I’m willing to wager a bet that not many people have heard of Abigail Thernstrom, a Bush appointee to the U.S. Commission on Civil Rights who is calling charges that the Justice Department ignores the civil rights of whites, ridiculous.
Why is the mainstream media, and in particular, the right-wing media, not picking up this story?
Is it because it would blow Fox News and the rest of the right wing echo machine’s “scary black man” meme right out of the water?
Here is what Ms. Thernstrom had to say on the “New Black Panther” “issue”:
“We have no direct evidence that [the NBP activists] actually intimidated anybody, stopped them from voting,” Thernstrom said on CBS’ Face the Nation. In an earlier column, she called the case “small potatoes.”
“I think the evidence is extremely weak,” Thernstrom said. “If the Justice Department chooses – and I would be delighted if it did so – to send to us, for instance, somebody who is at that alleged brown bag meeting in which [Deputy Assistant Attorney General] Julie Fernandez said, ‘We don’t prosecute cases [against] blacks …’ fine. I’m an evidence girl, really. I want evidence.”
It’s what most people with common sense said after hearing the facts surrounding the case. The first warning sign that this entire case is questionable is that it is being pushed by former Justice Department lawyer J. Christian Adams, who is now a conservative Republican activist. One New York Post columnist called him a “Republican activist posing as a whistleblower.

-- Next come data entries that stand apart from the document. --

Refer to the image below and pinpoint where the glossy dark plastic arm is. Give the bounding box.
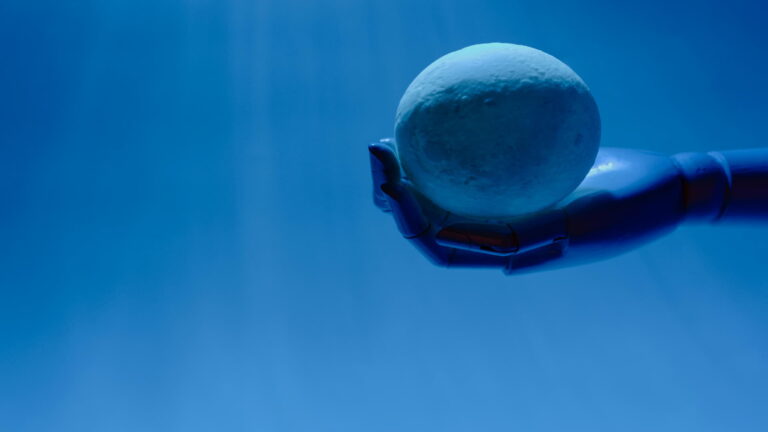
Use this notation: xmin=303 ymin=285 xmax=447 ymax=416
xmin=369 ymin=140 xmax=768 ymax=273
xmin=673 ymin=148 xmax=768 ymax=222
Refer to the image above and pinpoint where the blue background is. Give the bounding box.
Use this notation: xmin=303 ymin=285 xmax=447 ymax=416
xmin=0 ymin=0 xmax=768 ymax=432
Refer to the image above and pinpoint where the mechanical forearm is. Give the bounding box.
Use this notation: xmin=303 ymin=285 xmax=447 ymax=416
xmin=674 ymin=148 xmax=768 ymax=222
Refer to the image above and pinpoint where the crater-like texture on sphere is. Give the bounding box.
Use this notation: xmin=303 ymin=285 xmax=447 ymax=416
xmin=395 ymin=43 xmax=600 ymax=219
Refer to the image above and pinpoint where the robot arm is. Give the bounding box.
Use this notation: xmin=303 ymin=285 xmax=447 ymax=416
xmin=673 ymin=148 xmax=768 ymax=222
xmin=369 ymin=141 xmax=768 ymax=273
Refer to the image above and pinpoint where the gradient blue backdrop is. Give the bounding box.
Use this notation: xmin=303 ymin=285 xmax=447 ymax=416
xmin=0 ymin=0 xmax=768 ymax=432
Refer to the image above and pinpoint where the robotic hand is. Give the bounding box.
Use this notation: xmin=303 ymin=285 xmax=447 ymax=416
xmin=368 ymin=139 xmax=768 ymax=274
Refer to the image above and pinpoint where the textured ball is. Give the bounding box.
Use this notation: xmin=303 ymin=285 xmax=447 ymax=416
xmin=395 ymin=43 xmax=600 ymax=219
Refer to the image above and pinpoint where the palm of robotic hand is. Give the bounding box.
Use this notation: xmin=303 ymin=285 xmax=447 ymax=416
xmin=368 ymin=140 xmax=686 ymax=274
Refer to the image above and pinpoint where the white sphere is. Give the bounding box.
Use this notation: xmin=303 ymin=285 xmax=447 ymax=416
xmin=395 ymin=43 xmax=600 ymax=219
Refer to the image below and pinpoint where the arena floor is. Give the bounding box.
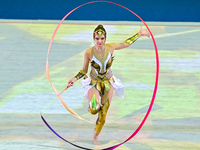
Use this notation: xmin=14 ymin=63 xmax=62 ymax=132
xmin=0 ymin=20 xmax=200 ymax=150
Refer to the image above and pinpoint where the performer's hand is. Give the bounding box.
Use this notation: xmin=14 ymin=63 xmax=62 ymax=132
xmin=67 ymin=77 xmax=77 ymax=88
xmin=139 ymin=26 xmax=150 ymax=38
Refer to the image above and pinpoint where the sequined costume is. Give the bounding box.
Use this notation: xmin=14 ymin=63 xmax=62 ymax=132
xmin=81 ymin=44 xmax=124 ymax=99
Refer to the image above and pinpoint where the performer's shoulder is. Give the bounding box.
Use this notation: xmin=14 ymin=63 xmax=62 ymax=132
xmin=85 ymin=47 xmax=93 ymax=55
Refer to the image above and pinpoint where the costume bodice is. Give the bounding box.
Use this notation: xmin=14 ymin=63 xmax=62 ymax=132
xmin=91 ymin=48 xmax=113 ymax=75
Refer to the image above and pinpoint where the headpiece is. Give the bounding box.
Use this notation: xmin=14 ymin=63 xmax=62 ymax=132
xmin=94 ymin=29 xmax=105 ymax=36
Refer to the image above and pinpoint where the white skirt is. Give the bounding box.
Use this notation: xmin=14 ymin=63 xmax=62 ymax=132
xmin=81 ymin=75 xmax=124 ymax=99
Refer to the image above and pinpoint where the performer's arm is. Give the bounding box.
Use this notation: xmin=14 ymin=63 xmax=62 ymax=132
xmin=68 ymin=50 xmax=89 ymax=87
xmin=111 ymin=26 xmax=150 ymax=50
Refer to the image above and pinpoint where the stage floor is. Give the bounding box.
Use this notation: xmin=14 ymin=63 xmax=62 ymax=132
xmin=0 ymin=20 xmax=200 ymax=150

Instead, this case is the part of a larger trend of the far Right using pseudo-racist episodes as political fodder to inspire paranoia. Using the demographic changes in our country and the election of the first black president, the far right is making a concerted effort to scare white people in to believing they are or will be the victims of racism.
The case of Shirley Sherrod is the most recent example, with media outlets like Fox News helping to spread the story line.
“The Obama administration has been intimidated by the far-right wing, which is addicted to a kind of paranoia of race that then leads to paralyzing racial conversation,” Michael Eric Dyson, a professor of sociology at Georgetown University, said on Face the Nation.